Tag Archives: Reseeding plants

Reseed Your Way to a Lusher Garden

 

Agastaches, such as Sonoran sunset (left) and sunset hyssop, reseed in some gardens, but not in others. The seedlings seem to spread more prolifically on bare ground or in sparsely mulched areas.

Do you have what it takes to grow self-seeding plants? Maybe, if you don’t mind seedlings popping up here and there, and you have the guts to destroy plants that turn thuggish. Because let’s face it–reseeders aren’t for everyone.

But for budget-conscious gardeners, self-sowing can offer an inexpensive way to fill gaps in a garden or cover large chunks of real estate in a hurry.
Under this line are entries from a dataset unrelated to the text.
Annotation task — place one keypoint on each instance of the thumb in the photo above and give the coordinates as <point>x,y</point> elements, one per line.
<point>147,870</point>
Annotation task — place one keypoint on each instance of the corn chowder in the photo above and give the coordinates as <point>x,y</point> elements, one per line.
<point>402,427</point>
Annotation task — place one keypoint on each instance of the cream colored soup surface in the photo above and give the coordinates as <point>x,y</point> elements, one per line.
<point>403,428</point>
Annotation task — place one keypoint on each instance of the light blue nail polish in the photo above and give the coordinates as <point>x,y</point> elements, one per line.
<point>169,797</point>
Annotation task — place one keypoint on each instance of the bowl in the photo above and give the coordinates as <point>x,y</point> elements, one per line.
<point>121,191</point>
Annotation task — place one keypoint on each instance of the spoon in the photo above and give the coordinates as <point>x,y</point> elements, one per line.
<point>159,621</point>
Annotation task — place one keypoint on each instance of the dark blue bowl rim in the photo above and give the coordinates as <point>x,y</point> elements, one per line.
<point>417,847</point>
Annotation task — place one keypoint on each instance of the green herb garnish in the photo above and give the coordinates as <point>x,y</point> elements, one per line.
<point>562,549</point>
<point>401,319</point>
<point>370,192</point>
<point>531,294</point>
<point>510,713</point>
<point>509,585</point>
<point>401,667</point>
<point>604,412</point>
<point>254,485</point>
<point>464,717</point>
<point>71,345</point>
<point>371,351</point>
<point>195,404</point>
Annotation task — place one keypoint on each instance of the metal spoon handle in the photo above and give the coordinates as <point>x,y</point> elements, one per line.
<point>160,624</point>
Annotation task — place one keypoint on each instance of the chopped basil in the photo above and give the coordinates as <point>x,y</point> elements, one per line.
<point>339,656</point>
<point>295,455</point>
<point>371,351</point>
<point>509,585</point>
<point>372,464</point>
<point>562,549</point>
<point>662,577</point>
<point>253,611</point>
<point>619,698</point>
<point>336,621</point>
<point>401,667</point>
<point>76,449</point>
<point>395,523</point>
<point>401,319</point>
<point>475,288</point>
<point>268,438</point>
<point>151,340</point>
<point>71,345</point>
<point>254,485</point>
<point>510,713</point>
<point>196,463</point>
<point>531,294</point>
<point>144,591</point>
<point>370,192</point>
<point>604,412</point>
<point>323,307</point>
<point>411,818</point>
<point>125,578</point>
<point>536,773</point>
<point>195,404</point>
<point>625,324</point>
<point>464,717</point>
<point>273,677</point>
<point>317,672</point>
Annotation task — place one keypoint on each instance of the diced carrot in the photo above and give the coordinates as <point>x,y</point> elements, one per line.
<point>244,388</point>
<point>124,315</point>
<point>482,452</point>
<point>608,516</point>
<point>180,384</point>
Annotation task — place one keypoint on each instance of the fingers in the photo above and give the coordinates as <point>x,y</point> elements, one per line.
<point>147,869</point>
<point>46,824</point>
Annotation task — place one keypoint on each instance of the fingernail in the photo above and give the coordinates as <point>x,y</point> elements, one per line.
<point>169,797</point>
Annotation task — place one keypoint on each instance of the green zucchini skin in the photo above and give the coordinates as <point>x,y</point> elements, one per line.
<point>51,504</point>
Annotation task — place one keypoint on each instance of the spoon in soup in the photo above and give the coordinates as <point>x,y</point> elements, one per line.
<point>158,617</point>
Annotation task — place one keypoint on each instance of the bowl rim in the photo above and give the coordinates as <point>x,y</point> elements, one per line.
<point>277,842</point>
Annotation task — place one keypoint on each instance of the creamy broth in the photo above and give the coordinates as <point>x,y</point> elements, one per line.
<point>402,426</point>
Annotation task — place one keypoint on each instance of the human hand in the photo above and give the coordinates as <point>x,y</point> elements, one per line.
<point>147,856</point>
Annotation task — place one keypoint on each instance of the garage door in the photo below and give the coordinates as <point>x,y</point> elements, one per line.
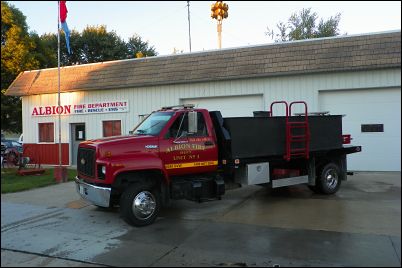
<point>232,106</point>
<point>373,117</point>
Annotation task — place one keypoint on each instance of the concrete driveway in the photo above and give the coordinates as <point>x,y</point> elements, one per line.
<point>250,226</point>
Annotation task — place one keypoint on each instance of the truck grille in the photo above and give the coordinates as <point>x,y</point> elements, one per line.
<point>86,161</point>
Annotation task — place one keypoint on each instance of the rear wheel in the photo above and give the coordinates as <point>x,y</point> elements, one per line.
<point>330,179</point>
<point>140,204</point>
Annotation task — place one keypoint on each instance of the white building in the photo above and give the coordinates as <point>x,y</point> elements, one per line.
<point>358,76</point>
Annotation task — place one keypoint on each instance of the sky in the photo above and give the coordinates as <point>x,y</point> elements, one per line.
<point>164,24</point>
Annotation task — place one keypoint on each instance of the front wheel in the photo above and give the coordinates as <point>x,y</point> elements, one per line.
<point>330,179</point>
<point>140,205</point>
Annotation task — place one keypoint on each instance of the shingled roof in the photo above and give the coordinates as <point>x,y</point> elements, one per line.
<point>346,53</point>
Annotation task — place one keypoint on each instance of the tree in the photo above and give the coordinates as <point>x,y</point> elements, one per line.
<point>16,46</point>
<point>303,25</point>
<point>135,45</point>
<point>97,45</point>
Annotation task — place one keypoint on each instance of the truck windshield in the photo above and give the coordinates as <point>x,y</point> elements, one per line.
<point>153,124</point>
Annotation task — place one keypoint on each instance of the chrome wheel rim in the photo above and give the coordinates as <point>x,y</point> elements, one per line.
<point>331,178</point>
<point>144,205</point>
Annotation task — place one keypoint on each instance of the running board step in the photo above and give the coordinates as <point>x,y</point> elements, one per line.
<point>289,181</point>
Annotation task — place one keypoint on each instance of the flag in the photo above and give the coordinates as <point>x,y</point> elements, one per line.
<point>63,17</point>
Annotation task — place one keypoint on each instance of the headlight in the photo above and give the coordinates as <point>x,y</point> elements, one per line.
<point>101,172</point>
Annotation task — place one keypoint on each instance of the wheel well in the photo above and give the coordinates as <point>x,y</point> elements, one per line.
<point>340,161</point>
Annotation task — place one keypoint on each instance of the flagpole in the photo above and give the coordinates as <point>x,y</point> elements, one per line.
<point>58,101</point>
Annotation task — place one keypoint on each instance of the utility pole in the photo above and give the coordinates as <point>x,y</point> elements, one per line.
<point>219,11</point>
<point>188,16</point>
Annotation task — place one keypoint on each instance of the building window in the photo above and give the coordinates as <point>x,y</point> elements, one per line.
<point>372,128</point>
<point>111,128</point>
<point>46,132</point>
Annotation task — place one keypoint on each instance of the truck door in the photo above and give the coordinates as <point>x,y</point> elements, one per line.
<point>184,153</point>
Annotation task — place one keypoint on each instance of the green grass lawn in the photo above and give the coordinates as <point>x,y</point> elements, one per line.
<point>11,182</point>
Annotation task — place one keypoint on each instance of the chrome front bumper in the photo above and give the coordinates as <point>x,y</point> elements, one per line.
<point>97,195</point>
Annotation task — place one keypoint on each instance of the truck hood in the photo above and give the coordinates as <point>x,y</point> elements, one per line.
<point>123,145</point>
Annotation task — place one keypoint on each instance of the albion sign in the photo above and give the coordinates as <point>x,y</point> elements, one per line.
<point>86,108</point>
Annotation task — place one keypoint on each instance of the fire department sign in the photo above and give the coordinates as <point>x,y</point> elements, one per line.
<point>85,108</point>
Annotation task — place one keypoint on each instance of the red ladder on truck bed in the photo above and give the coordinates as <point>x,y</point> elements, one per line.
<point>292,139</point>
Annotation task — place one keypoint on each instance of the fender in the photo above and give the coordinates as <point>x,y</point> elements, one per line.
<point>139,161</point>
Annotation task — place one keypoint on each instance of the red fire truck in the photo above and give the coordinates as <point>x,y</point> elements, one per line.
<point>182,152</point>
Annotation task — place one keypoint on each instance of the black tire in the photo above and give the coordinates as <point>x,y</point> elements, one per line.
<point>329,179</point>
<point>147,206</point>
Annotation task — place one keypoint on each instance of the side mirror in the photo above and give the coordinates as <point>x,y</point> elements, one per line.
<point>192,122</point>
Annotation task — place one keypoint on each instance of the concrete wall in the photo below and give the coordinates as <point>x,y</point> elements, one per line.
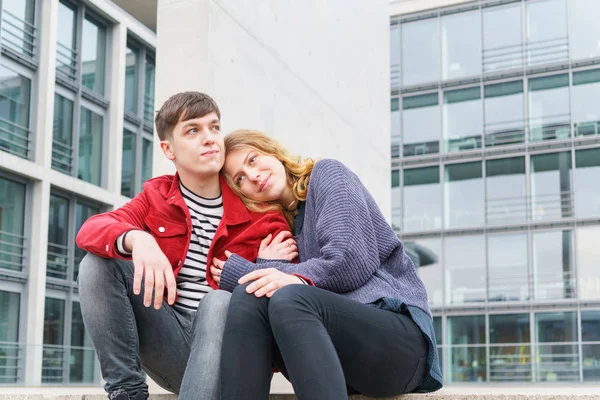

Let’s say you want to create a cottage garden in your back yard, but you’re concerned that self-sowers will crowd out your existing plants. You can select gently reseeding annuals and perennials.

The trick to successful reseeding is being able to recognize seedlings so you don’t mistake them for weeds and kill them. Study the leaf structure of mature plants, then compare it to that of the seedlings. The seedlings with long, slender leaves on the right and in the rear are sunset agastache. The plants to the left, with broader leaves, are Sonoran sunset agastache. Notice the tiny plant just sprouting at the far right? It’s another Sonoran sunset agastache.

Well-behaved annuals include sunflowers, pansies and sweet alyssum. As for polite perennials, consider low-growing bloody cranesbill with its bright fuchsia blooms; lady’s mantle with its fluffy lime-green clusters; or cupid’s dart with its purplish-blue flowers resembling bachelor buttons. You can also choose English lavender, bleeding heart, lupine, purple coneflower, chocolate flower, penstemon or agastache, as well as biennial snapdragon.

If you’re more interested in populating a large, sun-scorched area to prevent weeds, pick seedy characters that spread quickly. Aggressive annuals, such as California poppies, larkspur, bachelor buttons, cosmos and blue flax will sprout in your yard for years to come. You can also toss in a few strong-willed perennials, such as hardy four o’clock, with its deep-pink trumpet-shaped blooms and mint-green leaves; globe thistle with its architectural growth habit and spiky blue flowers; and knautia with its burgundy, pincushion-shaped flowers on long stems.

Broadleaf weeds or desirable perennials? These are baby soapworts, which can spread 24 to 36 inches wide and produce masses of pink flowers in spring.

Other quick spreaders include prairie winecups, Jupiter’s beard, Mount Atlas daisy, catmint, yarrow, hollyhock, rose campion, soapwort, and salvias such as May night. And don’t forget ornamental grasses, such as Mexican feather grass and little bluestem.

In the vegetable garden, lettuce is notorious for producing babies if you allow the plant to go to seed. You may also find volunteer tomatoes, spinach and purple mustard.

Check around your compost pile, too, for baby cantaloupes and other squashes that may have sprouted from seeds of decomposed parent plants. You’ll need to protect these little ones from the cold in early spring, but you can transplant them to your garden once the weather warms up.

Chives, both common and garlic, can reseed to the point of weediness in the garden. So can dill. Other self-sowing herbs are culinary sage, cilantro, some sorrels, catnip, oregano, borage, calendula, parsley and chamomile.

If you eventually discover that you have too much of a good thing, you can discourage reseeding by deadheading or yanking plants before they go to seed.